Multicolored Asian Lady Beetle Pupa

This is the pupa of a Lady Beetle (AKA Ladybug) and normally that would be a good thing as they are important predators that help to control Aphids.  This however is the Pupa of an Invasive Exotic, Multicolored Asian Lady Beetle, a species that is most likely displacing native species as it is so aggressive.  Here is a BugGuide image.   Larvae will prey on other Lady Beetle larvae.  Multicolored Asian Lady Beetles are reported to invade homes in large numbers to hibernate.

A Facebook Comment from Kiki Gee:
The Asian lady beetle has decimated our indigenous 9 spotted lady beetle. If you ever find one dead or alive, Dr. John Losey at Cornell University would like to know. I worked with him, and he has an ongoing study trying to increase their population.


Subject: rose of sharon
Location: Southeastern PA
June 7, 2017 5:42 am
this bug/worm/fuzzy looking thing is all over and around my rose of Sharon bushes, but I can’t tell if it is eating what also appears to be tons of tiny aphids, but they are just small lines vs. round – all over the leaves….not sure if those of the larvae of this, or this is eating those….this bug is less than 3/4″ long and soft bodied vs. beetle-like.
Signature: Eastern PA

Multicolored Asian Lady Beetle Larva

This is the larva of a Lady Beetle and it is likely feeding on the Aphids that have infested your Rose of Sharon.  Based on this BugGuide image, we are quite confident that this is the larva of the Multicolored Asian Lady Beetle, Harmonia axyridis, an invasive species that is likely contributing to reduced populations of native Lady Beetles.
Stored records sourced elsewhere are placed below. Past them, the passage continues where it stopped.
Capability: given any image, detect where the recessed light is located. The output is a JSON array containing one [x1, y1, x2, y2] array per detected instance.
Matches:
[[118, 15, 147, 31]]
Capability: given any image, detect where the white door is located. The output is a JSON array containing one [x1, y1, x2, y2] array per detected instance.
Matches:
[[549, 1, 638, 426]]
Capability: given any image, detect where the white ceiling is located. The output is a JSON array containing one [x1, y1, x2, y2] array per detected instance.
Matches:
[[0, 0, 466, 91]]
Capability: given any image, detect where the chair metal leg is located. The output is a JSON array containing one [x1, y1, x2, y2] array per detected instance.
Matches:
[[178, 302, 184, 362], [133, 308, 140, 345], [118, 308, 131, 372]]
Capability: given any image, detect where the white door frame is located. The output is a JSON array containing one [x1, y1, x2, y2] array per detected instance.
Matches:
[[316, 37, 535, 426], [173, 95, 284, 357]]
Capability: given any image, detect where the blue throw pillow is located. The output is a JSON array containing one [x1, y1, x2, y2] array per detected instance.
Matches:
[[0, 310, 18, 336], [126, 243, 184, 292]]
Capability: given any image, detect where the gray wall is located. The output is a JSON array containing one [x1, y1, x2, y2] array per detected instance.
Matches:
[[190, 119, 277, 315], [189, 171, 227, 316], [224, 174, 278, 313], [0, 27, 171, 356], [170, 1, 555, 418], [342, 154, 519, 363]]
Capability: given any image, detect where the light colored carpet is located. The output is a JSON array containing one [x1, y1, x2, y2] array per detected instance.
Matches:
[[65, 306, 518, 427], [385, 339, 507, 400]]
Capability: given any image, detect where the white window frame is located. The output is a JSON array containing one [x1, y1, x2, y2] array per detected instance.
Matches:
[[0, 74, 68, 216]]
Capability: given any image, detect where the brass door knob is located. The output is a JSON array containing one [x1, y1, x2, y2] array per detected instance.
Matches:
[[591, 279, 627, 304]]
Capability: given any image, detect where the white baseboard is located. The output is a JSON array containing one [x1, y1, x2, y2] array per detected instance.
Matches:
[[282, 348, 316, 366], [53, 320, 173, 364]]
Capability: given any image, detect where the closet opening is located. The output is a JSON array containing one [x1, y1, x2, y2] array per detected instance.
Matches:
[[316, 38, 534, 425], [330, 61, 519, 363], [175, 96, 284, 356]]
Thanks so much. I do not use chemical pesticides or herbicides, but is there anything natural I should/could do to rebalance?
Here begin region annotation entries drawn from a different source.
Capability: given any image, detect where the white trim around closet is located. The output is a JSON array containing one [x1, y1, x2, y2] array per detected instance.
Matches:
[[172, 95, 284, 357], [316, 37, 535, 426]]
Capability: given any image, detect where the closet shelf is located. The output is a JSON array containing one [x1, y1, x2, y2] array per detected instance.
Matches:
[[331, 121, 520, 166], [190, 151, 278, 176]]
Subject: Whats the black and yellow Chevron bug
Location: Santa Monica, CA USA
March 29, 2017 4:17 pm
Ive lived in Los Angeles all my life but suddenly never seen before bugs keep appearing… Orb weavers and this one in particular is what I call a Chevron bug but after a couple years of sitings and visitations I have no luck identifying the creature by myself online and figured I would ask you… Let me know if you know. Is it simple a beetle type or something? Should I fear or maim it in self defense?!
Signature: Lisa Susann Stanton

Lady Beetle Larva

Dear Lisa,
This is the larva of a Lady Beetle.  It is not harmful to people, but it will eat Aphids and other small insects.

Whoaaaaa! Thanks!!!!!!!

Your enthusiasm is refreshing.

I know now Im watching the four stages and thinking wow i love ladybugs and im glad i still loved them before they grew up to be cute and cheerful…larvae are pretty scary. Still they perch on me alot. Glad I could help out the cute ladybugs before they were pretty.